British-Irish filmmaker

John Michael McDonagh (born 1967) is a British-Irish filmmaker. He wrote and directed The Guard (2011) and Calvary (2014), with the former earning him a nomination for the BAFTA Award for Best Original Screenplay.

== Early life ==
John Michael McDonagh was born to Irish parents in the Camberwell area of London in 1967. His mother was a part-time housekeeper from Killeenduff, while his father was a construction worker from Lettermullen. He holds both British and Irish citizenship, referring to himself as "London Irish" because he does not "feel particularly British [or] particularly Irish". His younger brother Martin is a playwright and filmmaker. He and his brother were raised in Camberwell while spending summers in Killeenduff. They both dropped out of secondary school and were unemployed. When he was 26 years old, his parents moved back to Lettermullen, which allowed him to regularly travel to nearby Galway.

== Career ==
McDonagh initially pursued a career as a novelist but decided to try screenwriting after his first five books, which he later described as "really bad", were rejected by publishers. He made his first foray by writing and directing the short film The Second Death (2000), on which his brother served as an executive producer. McDonagh adapted Robert Drewe's novel Our Sunshine (1991) into the screenplay for the film Ned Kelly (2003). Directed by Gregor Jordan, the film received mixed reviews and was not the resulting film McDonagh had hoped to see; he later revealed that he did not get along with Jordan, whom he called "a pretty humourless man".

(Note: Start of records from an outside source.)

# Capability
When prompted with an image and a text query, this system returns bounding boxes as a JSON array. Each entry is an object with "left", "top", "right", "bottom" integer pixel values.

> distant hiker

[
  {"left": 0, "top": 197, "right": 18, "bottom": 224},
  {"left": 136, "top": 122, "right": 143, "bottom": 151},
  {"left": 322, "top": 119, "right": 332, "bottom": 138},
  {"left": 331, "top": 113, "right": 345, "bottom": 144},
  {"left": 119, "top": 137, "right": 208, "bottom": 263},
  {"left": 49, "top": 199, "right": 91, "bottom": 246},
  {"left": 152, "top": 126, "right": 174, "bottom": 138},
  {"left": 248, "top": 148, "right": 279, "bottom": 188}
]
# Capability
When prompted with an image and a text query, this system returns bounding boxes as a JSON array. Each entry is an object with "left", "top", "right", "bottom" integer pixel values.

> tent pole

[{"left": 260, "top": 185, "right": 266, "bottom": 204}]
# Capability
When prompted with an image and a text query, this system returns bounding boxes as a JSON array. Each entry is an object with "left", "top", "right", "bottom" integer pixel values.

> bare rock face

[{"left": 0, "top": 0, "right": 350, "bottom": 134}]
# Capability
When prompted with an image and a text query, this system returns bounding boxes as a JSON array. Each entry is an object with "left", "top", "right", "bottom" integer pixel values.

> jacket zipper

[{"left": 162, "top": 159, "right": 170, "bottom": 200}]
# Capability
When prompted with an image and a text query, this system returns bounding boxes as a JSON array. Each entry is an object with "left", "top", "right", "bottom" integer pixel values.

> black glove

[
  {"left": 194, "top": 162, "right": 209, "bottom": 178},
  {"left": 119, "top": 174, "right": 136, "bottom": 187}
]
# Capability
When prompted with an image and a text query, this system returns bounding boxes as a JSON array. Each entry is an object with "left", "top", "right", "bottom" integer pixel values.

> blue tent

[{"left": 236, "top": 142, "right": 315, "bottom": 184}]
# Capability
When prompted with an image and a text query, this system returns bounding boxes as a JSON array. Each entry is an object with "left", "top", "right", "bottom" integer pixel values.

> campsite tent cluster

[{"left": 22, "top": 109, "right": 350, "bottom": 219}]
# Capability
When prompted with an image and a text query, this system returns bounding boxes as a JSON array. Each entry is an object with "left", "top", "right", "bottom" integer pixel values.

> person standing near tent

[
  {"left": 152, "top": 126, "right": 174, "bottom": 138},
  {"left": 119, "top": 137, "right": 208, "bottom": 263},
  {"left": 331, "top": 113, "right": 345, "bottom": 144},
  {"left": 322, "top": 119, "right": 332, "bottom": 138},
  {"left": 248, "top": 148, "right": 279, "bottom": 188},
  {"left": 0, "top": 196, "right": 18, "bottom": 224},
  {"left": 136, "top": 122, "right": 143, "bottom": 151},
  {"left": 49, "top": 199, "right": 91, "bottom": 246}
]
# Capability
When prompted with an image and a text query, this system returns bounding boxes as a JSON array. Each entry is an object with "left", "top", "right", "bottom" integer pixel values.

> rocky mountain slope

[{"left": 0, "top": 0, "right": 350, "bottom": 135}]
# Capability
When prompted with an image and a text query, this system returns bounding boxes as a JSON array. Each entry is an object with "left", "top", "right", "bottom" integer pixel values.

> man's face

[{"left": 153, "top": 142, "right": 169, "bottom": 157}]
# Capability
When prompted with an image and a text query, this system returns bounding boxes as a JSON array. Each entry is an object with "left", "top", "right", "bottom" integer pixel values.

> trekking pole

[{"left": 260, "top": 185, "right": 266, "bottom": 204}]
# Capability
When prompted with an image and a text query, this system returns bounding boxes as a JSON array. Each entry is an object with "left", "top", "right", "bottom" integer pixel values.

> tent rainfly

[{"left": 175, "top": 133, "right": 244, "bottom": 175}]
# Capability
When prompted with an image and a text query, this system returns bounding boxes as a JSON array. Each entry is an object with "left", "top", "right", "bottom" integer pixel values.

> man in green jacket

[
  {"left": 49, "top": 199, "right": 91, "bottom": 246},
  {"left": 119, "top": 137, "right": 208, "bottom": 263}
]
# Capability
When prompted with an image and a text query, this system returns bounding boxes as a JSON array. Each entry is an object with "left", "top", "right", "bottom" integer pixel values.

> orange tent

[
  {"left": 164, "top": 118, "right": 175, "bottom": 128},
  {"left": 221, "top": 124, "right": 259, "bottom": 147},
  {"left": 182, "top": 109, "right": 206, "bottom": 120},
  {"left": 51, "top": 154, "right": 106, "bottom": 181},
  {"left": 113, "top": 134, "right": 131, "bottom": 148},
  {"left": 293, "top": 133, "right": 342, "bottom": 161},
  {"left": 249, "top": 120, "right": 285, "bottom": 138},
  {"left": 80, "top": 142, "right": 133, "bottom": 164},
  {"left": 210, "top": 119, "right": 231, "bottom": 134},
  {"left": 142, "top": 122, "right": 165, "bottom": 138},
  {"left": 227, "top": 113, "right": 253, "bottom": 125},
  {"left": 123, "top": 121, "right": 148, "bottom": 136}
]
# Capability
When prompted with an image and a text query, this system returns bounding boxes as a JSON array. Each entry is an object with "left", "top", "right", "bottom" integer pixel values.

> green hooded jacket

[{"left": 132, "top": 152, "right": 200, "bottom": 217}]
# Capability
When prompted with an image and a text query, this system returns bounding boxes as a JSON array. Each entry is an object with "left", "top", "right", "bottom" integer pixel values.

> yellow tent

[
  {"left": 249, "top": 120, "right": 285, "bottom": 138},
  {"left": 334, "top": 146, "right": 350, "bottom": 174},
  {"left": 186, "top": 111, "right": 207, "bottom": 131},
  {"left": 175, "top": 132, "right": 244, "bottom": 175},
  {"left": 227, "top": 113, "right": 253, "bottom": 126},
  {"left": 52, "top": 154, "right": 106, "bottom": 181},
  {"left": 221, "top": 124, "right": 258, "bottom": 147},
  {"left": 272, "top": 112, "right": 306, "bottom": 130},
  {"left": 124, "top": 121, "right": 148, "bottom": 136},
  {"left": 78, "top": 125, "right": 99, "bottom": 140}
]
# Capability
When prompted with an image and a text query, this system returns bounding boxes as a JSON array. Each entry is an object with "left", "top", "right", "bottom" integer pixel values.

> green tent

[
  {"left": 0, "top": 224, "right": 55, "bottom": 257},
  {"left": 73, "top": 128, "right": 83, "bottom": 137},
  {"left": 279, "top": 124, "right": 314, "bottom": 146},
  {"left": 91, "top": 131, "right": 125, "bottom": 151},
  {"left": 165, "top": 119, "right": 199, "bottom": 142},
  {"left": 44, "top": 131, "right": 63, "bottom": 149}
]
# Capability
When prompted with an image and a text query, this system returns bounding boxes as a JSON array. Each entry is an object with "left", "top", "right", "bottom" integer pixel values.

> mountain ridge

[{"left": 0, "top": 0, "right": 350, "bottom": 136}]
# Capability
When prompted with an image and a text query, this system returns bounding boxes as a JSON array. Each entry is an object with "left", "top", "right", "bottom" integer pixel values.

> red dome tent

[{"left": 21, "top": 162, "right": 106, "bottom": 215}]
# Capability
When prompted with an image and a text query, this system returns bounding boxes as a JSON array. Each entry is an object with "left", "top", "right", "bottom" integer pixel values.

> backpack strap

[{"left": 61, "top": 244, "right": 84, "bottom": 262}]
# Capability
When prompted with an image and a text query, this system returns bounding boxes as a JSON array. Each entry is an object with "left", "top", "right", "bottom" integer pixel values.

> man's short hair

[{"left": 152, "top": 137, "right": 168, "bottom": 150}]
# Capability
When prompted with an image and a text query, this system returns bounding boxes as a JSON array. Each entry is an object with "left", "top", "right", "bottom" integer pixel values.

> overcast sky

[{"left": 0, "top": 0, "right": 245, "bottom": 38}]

McDonagh had his breakthrough as a filmmaker when he wrote and directed The Guard (2011), making his feature-length directorial debut at the age of 44. The film received critical acclaim, becoming the most financially successful independent Irish film of all time. Among several honours, McDonagh was nominated for the BAFTA Award for Best Original Screenplay. His next film, Calvary (2014), received acclaim. His next two films, War on Everyone (2016) and The Forgiven (2021), received mixed reviews.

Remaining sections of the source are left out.